Getting started with DataLex¶
Pick the path that matches what you have in hand. Every path finishes with a reviewable YAML tree on disk and a live ER diagram in the browser. The normal path needs no Docker, no second terminal, and no config files to hand-edit; Docker is available as an isolated fallback.
DataLex 1.4 highlights — doc-block round-trip, custom policy packs, snapshots/exposures/unit-tests panels, contract enforcement, Atlan/DataHub/OpenMetadata catalog export, the
datalex readiness-gateCI gate, and two AI agents that propose entities + canonical layers from your staging models. See CHANGELOG.md for the full list.
60-second install¶
pip install 'datalex-cli[serve]' # CLI + bundled Node runtime
datalex serve # opens http://localhost:3030
That's it for most machines. The [serve] extra pulls a portable Node
runtime so you do not need to install Node separately.

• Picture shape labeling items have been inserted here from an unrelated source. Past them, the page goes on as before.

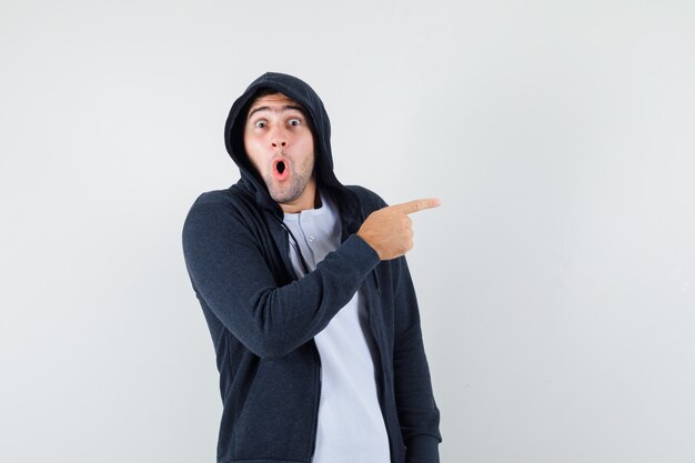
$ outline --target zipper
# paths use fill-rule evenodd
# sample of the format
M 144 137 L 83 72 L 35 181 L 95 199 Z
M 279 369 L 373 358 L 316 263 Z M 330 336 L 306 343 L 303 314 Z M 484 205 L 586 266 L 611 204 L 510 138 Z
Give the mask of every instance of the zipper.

If you already
have Node 20+ on your PATH, plain pip install datalex-cli works too.
Want your own warehouse drivers? Add a connector extra:
pip install 'datalex-cli[serve,postgres]' # or snowflake, bigquery, databricks, …
pip install 'datalex-cli[serve,all]' # every driver + Node
Verify the installed package before opening a real repo:
datalex --version # 1.4.1+
If startup fails with
ERR_MODULE_NOT_FOUND ... datalex_core/_server/ai/providerMeta.js,
upgrade to datalex-cli 1.4.0 or newer.
What you'll see when the app opens (1.4.1)¶
A six-step Onboarding Journey panel slides in from the right:
- Welcome to DataLex — two-line value prop · click Let's go
- Connect your project — opens the Import dialog. Use a Git URL
(e.g.
https://github.com/duckcode-ai/jaffle-shop-DataLexfor the demo) or paste an absolute path to a dbt folder. - See what's missing — opens the Validation drawer; click any red file to view readiness gaps (these mirror what CI scores).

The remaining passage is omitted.